Why the Patriots are still the best team in football

By Miles McPherson

They just lost their first game of the season by a score of 16-0 against the Buffalo Bills, moving them down a few spots in Elliot Harrison’s power rankings. By all accounts, the Bills exposed New England as the struggling, injury-plagued franchise they truly are. But I’m here to tell you that they’re still one of the best teams in football—and it’s because they have an excellent leader in Head Coach Bill Belichick.

No matter the challenges, a team with a good leader always has a chance to win. Conversely, a team with a bad leader is playing handicapped, no matter the perceived advantage.

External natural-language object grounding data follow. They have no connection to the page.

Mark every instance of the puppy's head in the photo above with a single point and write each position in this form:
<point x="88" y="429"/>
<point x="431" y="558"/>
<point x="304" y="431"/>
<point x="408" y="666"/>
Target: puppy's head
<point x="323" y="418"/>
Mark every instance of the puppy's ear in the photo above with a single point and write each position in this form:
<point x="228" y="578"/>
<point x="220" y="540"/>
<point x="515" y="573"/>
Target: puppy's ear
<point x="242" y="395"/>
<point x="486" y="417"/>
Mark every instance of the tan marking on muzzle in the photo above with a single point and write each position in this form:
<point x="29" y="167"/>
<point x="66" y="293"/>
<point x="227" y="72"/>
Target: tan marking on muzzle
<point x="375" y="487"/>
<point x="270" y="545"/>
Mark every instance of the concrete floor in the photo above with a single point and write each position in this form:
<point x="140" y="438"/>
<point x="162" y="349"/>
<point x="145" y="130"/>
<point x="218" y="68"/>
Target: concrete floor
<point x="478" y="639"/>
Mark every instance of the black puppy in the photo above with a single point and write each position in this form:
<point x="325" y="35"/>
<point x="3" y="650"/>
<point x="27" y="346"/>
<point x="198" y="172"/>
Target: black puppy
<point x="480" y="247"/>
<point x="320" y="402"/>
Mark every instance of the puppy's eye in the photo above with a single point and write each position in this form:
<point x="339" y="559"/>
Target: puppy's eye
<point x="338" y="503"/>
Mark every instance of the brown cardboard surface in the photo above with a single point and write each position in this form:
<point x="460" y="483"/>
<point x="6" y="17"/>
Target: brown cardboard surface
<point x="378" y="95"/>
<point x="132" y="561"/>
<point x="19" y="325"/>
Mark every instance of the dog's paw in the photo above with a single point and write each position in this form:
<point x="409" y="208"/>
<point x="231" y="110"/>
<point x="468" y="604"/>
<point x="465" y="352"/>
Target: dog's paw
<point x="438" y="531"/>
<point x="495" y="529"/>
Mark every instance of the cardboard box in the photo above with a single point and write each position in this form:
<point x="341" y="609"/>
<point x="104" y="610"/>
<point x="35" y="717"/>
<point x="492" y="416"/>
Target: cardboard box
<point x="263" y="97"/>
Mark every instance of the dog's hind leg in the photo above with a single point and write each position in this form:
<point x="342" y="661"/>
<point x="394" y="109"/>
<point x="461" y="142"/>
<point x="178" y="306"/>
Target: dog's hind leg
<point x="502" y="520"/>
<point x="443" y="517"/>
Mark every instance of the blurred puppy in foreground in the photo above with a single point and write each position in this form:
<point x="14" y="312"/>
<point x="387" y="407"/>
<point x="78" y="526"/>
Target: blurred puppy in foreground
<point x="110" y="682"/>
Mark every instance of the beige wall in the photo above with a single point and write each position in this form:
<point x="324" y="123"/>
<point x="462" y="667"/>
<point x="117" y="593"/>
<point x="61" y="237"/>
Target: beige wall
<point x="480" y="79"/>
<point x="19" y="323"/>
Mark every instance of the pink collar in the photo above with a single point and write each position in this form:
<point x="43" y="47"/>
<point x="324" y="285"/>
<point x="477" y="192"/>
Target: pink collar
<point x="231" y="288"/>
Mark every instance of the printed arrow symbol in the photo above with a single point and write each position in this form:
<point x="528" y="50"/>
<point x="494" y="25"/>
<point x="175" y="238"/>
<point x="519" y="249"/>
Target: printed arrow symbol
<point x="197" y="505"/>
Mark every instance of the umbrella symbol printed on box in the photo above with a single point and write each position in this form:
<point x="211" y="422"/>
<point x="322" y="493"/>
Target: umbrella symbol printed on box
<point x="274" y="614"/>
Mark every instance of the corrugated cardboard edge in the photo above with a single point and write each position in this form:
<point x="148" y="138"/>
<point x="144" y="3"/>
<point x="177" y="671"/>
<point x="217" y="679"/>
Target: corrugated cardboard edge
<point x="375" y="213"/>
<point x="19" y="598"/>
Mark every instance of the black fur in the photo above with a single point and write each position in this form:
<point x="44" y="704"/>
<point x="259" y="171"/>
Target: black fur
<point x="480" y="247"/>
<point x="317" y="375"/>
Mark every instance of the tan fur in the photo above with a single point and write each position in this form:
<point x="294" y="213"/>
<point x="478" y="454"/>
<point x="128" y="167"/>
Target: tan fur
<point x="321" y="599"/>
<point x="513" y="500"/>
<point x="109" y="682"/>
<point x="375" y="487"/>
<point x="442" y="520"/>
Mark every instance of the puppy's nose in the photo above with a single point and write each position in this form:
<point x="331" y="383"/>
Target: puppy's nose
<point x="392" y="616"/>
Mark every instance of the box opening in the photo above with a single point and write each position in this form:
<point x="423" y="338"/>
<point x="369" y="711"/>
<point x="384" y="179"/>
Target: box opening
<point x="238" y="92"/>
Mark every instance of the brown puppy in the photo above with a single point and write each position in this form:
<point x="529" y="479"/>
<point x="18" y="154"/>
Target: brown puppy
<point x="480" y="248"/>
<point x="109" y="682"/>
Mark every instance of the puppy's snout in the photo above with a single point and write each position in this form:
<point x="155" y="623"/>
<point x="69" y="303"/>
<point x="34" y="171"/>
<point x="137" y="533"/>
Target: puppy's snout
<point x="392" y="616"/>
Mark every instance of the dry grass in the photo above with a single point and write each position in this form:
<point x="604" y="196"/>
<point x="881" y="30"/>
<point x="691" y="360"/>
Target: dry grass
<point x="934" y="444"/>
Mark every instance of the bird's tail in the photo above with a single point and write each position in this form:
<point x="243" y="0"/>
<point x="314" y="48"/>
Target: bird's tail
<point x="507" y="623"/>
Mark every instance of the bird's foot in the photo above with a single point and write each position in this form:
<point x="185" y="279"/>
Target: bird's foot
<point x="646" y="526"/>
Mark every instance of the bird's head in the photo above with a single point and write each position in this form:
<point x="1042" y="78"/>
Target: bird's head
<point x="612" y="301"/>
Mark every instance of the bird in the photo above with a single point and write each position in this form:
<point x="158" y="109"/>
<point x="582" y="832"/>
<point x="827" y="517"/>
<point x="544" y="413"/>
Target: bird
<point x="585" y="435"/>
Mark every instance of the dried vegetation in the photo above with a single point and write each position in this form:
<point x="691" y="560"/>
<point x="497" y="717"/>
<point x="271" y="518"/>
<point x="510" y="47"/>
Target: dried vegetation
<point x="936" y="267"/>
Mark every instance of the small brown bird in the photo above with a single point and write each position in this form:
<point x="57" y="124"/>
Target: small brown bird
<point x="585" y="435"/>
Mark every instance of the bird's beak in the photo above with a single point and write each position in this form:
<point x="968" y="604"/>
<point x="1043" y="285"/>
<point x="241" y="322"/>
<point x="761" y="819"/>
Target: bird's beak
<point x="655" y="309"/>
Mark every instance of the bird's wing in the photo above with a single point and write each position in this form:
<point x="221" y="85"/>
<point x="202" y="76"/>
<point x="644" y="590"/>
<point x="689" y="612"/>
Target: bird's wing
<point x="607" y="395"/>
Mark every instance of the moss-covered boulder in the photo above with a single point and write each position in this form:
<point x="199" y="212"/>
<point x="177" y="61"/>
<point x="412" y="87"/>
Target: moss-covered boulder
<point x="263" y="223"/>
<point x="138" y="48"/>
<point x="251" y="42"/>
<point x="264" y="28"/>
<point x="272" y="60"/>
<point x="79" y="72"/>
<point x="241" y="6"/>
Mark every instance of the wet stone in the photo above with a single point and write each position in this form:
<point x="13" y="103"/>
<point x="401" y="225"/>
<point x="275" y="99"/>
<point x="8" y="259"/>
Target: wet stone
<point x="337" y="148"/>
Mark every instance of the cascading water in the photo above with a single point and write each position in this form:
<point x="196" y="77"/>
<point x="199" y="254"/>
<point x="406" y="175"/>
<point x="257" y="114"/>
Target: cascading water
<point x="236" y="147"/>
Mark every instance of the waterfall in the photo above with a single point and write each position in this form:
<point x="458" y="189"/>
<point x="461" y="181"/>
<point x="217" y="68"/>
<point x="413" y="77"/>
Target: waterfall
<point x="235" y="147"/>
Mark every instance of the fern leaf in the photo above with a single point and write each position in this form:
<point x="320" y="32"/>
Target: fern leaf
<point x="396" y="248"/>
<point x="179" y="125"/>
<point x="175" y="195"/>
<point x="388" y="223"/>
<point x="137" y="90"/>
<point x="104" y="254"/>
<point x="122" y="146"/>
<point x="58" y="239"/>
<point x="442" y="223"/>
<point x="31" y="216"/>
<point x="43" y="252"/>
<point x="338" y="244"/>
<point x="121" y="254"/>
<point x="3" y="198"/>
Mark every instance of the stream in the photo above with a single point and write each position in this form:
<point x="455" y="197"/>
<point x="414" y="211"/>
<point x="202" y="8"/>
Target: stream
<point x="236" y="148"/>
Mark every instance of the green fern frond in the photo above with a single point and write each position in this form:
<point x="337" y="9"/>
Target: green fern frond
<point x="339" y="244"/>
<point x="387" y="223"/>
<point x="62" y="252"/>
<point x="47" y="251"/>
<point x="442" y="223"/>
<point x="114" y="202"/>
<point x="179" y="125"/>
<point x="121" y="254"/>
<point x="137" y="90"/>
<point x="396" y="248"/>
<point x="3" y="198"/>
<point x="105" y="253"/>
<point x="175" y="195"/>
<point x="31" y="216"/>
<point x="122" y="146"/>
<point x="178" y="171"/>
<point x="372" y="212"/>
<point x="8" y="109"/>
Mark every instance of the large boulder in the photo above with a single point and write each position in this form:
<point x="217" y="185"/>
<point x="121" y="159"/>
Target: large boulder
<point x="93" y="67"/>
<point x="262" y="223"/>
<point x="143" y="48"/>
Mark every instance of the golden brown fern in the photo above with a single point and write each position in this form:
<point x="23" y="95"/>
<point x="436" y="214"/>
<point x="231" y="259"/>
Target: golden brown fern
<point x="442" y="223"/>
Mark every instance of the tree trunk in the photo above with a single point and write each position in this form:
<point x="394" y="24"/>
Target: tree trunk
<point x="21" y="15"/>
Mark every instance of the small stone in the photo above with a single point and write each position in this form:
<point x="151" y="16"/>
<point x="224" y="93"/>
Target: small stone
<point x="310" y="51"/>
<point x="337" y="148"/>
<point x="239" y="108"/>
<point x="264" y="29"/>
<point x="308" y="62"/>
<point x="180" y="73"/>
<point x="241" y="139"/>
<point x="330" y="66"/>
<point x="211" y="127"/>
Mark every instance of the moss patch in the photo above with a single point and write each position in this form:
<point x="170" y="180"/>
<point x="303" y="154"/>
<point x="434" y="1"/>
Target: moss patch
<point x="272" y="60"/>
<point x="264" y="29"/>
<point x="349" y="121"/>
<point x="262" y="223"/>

With all-pro quarterback and franchise face Tom Brady on the shelf, serving a four-game suspension for his involvement in deflategate, 2014 second round pick Jimmy Garoppolo was positioned to start. He dazzled in his first game, posting a 106.1 quarterback rating and, most importantly, defeating the Arizona Cardinals in week one.

In week two, however, Garoppolo injured his shoulder after a hard tackle by Dolphin’s linebacker Kiko Alonso. He was forced to leave the game, and rookie Jacoby Brissett, the team’s third round draft pick this year, was forced to finish that game and start the third game against the Houston Texans where the Patriots beat the Texans 27-0.

That’s how I know that the Patriots have excellent leadership: because they can play a third string quarterback—hands down the most important position in the game—and still win.

As a leader myself, I have been deeply inspired and challenged by the leadership principles outlined in the book Extreme Ownership. In it, authors Jocko Willink and Leif Babin write, “the best leaders don’t take responsibility for their job. They take Extreme Ownership of everything that impacts their mission.”

“The best leaders don’t take responsibility for their job. They take Extreme Ownership of everything that impacts their mission.”

The concept of ownership percolates from the top-down in any team. In the case of the Patriots, Belichick takes full responsibility for the team’s record.

Earlier this year, the Patriots narrowly lost the AFC Championship to the Denver Broncos. The Patriot’s kicker, Stephen Gostkowski, who missed a crucial extra-point try in that game, lamented the loss and blamed himself for it. But Belichick would have none of it.

“Steve is a great kicker. He had a great year for us,” said Belichick in a press conference. “I think every coach or player who participated in the game wish… they could have done (a couple things) differently. I feel that way. Everybody I’ve talked to feels that way. I can’t imagine that anyone who participated in the game doesn’t feel that way…”

“I feel like it’s my fault, I’m sure all the other players who played feel like it’s their fault.”

No finger pointing, no excuses. It’s that type of ownership that makes Belichick’s players step up and take responsibility for the outcome. That’s why the Patriots can start a third string quarterback and still win, and that’s why even when they lose, the players still rally and encourage each other.

Here’s how Willink and Babin put it, “Once a culture of Extreme Ownership is built into the team at every level, the entire team performs well, and performance continues to improve, even when a strong leader is removed from the team.”

The Patriots are not one of the best teams in football because of their record or because they have a talented roster. They’re great because everyone—from the head coach to the kicker and even the third-string quarterback—takes ownership for the outcome of each game.

We all have the experience of belonging to a team. Between work, family, and our community of friends, we all collaborate with other people in a coordinated effort toward reaching our individual and collective goals. My encouragement to you is that you take it upon yourself to make your team successful by practicing this one, simple principle: own the outcome.